John Paul McBride

Personal information
- Date of birth: 28 November 1978 (age 47)
- Place of birth: Hamilton, Scotland
- Position: Midfielder

Youth career
- Mill United Boys Club
- Celtic Boys Club
- 1995–1998: Celtic

Senior career*
- Years: Team / Apps / (Gls)
- 1996–1999: Celtic / 4 / (0)
- 1999–2002: St Johnstone / 69 / (5)
- 2002–2003: Aarhus Fremad / 14 / (0)
- 2003: Derry City / 6 / (0)
- 2003–2004: Partick Thistle / 21 / (1)
- 2004–2007: Stenhousemuir / 89 / (18)
- 2007–2008: Stirling Albion / 19 / (2)
- 2009–2010: Low Waters M.W.
- 2010–2011: Wishaw
- Total:  / 202 / (26)

International career
- 1998: Scotland U21 / 2 / (0)

= John Paul McBride =

Scottish footballer (born 1978)

John Paul McBride (born 28 November 1978 in Hamilton) is a Scottish former footballer.

==Career==
A childhood friend of future Rangers captain Barry Ferguson, McBride started his career as a youth player with Celtic after leaving Holy Cross High School. He was with Celtic's reserve team for three years before St Johnstone signed him for £200,000 in 1999. He made his debut on 31 July 1999 against Hearts. McBride scored his first professional goal on 18 December 1999 in St Johnstone's game against Kilmarnock.
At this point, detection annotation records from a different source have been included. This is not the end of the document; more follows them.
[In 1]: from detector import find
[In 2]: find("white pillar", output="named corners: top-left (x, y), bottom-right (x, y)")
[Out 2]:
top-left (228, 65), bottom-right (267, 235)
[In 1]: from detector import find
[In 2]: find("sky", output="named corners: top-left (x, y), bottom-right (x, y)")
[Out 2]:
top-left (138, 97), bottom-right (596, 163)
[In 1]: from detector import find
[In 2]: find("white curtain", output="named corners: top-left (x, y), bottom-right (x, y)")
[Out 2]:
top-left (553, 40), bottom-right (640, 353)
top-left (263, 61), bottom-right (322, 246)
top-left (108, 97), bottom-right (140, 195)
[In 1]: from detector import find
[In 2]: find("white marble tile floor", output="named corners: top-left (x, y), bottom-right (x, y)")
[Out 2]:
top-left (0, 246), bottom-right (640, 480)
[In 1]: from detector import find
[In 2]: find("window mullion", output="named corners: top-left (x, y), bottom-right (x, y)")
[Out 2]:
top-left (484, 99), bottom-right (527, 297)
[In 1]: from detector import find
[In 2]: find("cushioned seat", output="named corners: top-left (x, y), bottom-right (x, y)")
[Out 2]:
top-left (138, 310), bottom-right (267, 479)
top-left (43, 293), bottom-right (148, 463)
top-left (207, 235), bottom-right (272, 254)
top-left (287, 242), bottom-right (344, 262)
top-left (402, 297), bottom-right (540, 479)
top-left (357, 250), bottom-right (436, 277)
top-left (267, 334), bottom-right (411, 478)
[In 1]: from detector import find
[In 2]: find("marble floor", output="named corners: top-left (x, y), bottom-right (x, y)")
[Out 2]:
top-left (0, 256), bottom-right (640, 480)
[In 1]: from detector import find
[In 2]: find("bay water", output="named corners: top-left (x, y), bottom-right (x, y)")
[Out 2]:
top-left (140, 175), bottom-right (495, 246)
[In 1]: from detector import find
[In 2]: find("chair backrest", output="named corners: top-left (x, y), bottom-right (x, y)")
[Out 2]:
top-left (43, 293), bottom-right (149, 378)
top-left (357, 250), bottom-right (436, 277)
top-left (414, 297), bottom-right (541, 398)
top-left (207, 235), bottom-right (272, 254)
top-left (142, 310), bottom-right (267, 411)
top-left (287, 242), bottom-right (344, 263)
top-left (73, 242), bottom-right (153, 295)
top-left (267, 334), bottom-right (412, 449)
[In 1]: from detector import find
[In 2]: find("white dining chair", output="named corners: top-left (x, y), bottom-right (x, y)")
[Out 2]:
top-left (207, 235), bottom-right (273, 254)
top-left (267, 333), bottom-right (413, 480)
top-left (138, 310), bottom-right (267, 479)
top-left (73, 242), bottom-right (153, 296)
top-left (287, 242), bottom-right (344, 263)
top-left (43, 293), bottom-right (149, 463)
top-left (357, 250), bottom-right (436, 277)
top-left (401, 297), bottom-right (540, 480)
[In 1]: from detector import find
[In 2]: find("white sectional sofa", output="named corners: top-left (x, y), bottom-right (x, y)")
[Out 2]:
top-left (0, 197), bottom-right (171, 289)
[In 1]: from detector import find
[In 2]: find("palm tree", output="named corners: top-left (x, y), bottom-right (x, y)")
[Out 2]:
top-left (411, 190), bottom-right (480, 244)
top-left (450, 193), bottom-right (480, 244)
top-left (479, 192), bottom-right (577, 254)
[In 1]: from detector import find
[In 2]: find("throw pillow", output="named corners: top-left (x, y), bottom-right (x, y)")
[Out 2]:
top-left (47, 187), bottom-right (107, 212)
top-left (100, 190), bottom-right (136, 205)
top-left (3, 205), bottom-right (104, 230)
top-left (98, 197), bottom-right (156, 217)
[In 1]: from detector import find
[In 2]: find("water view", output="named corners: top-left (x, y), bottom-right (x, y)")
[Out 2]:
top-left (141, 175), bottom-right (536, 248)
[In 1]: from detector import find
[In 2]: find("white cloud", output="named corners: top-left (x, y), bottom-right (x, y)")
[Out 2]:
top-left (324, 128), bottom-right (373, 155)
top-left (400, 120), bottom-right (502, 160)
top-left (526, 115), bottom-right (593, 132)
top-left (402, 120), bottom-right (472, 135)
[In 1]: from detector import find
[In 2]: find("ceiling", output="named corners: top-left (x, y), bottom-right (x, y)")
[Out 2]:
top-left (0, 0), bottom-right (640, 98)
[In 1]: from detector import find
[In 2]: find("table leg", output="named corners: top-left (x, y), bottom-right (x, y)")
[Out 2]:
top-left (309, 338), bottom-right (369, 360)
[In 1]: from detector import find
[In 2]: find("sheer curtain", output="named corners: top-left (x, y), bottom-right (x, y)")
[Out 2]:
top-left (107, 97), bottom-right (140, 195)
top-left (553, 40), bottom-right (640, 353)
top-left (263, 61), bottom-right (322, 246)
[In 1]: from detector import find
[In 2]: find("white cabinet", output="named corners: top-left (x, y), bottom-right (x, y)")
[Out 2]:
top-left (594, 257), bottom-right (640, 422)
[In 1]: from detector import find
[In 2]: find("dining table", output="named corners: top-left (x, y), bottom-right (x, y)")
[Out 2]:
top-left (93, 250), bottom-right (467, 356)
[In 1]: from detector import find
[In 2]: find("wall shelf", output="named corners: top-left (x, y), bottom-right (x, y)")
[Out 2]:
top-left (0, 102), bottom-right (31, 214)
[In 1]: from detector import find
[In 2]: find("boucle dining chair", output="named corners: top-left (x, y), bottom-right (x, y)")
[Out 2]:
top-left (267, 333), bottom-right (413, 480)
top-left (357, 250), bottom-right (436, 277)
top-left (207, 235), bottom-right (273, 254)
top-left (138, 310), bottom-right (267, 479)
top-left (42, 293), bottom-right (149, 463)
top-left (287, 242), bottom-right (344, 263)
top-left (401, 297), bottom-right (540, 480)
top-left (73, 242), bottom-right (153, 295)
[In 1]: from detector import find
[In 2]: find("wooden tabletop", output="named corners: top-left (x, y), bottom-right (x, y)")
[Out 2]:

After suffering injury problems, he joined Danish club Aarhus Fremad on a non-contract basis before joining up with Derry City in Northern Ireland in 2003. McBride was with Derry City for only three months before returning to Scotland and signing for Partick Thistle in the summer transfer window. McBride made his debut for the Jags against Livingston on 9 August 2003. He scored twice for Partick; once in a 1-0 league win over Motherwell and the other in a Scottish Cup tie against Hamilton Academical. He was released after a single season with Partick after not doing enough to secure a new deal.

McBride signed with Stenhousemuir after being released by Partick Thistle. He made his debut with Stenhousemuir under manager Des McKeown in the Scottish League Challenge Cup against Queen's Park, and remained with the club for three years, scoring 19 goals. McKeown formed the opinion that McBride could have performed at the highest levels of football had he shown the required application and attitude to match his talent, but acknowledged that he had to cope with various issues in his personal life.

McBride left Stenhousemuir in May 2007 to join Stirling Albion. He was released by the Binos at the end of the 2007–08 season.

After a period without a club, McBride joined Junior side Wishaw on a one-year deal in 2010 after playing at Amateur level with Low Waters Miners Welfare.

==Later years==
In summer 2014, he was appointed as assistant to new manager Alan Frame at Thorniewood United. A few months later he was convicted for possession of cocaine.